Sophisticated Phishing Campaign Hits 35,000 Users in 26 Countries, Microsoft Reveals

Massive Phishing Campaign Targets 35,000 Users Across 26 Countries

In a recent disclosure, Microsoft has detailed a sophisticated credential theft campaign that targeted over 35,000 users across more than 13,000 organizations in 26 countries between April 14 and 16, 2026. A staggering 92% of these targets were located in the United States. The primary sectors affected included healthcare and life sciences (19%), financial services (18%), professional services (11%), and technology and software (11%).

The attackers employed polished, enterprise-style HTML templates in their phishing emails, using display names such as Internal Regulatory COC, Workforce Communications, and Team Conduct Report. Subject lines like Internal case log issued under conduct policy and Reminder: employer opened a non-compliance case log were designed to create a sense of urgency and authenticity. These emails often contained PDF attachments that, when opened, directed recipients through multiple CAPTCHA challenges and intermediate pages, ultimately leading to adversary-in-the-middle (AiTM) phishing sites. This method allowed attackers to harvest Microsoft credentials and authentication tokens in real-time, effectively bypassing multi-factor authentication (MFA).
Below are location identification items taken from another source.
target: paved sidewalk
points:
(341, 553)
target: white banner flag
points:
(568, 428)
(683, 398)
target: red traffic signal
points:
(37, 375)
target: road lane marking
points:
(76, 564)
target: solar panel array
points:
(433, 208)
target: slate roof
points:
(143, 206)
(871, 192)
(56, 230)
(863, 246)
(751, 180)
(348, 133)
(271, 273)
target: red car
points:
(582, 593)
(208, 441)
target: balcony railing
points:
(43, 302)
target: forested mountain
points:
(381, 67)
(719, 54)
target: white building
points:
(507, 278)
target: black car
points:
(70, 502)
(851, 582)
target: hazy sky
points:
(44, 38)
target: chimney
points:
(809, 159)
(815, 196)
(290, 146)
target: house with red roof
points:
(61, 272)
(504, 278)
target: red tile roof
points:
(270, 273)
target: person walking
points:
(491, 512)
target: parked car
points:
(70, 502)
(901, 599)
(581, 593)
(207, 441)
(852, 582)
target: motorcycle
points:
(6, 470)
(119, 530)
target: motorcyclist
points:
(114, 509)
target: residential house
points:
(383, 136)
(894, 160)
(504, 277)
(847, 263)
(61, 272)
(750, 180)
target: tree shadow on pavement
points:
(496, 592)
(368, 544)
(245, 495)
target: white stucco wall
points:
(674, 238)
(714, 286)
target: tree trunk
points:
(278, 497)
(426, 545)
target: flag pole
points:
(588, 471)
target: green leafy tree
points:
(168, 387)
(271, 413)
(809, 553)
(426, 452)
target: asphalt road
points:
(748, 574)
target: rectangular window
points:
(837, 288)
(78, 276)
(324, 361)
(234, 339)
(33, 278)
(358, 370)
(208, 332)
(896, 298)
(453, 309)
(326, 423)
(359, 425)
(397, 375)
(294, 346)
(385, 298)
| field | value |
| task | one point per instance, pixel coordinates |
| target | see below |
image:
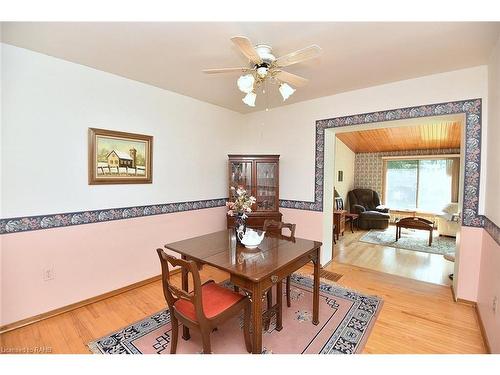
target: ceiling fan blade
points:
(292, 79)
(299, 56)
(225, 70)
(247, 48)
Microsoft’s analysis of the email threat landscape from January to March 2026 revealed a significant rise in QR code phishing, marking it as the fastest-growing attack vector. CAPTCHA-gated phishing also evolved rapidly, with the tech giant detecting approximately 8.3 billion email-based phishing threats during this period. Notably, nearly 80% of these threats were link-based, with large HTML and ZIP files constituting a significant portion of the malicious payloads. The primary objective of most attacks was credential harvesting, while malware delivery declined to about 5-6% by the end of the quarter.

In response to a coordinated disruption operation in March 2026, operators of the Tycoon 2FA phishing-as-a-service (PhaaS) platform attempted to shift hosting providers and domain registration patterns. Microsoft observed that Tycoon 2FA moved away from Cloudflare as a hosting service, now utilizing a variety of alternative platforms, suggesting an effort to find replacement services offering comparable anti-analysis protections.

These findings coincide with the emergence of phishing and business email compromise (BEC) campaigns that abuse Amazon Simple Email Service (SES) as a delivery vector. By leveraging infrastructure that users and security systems trust, attackers can bypass SPF, DKIM, and DMARC checks, facilitating credential theft through fraudulent sign-in pages. Kaspersky noted that the insidious nature of these attacks lies in the use of trusted services, allowing attackers to send thousands of phishing emails that pass email authentication and originate from IP addresses unlikely to be blocklisted.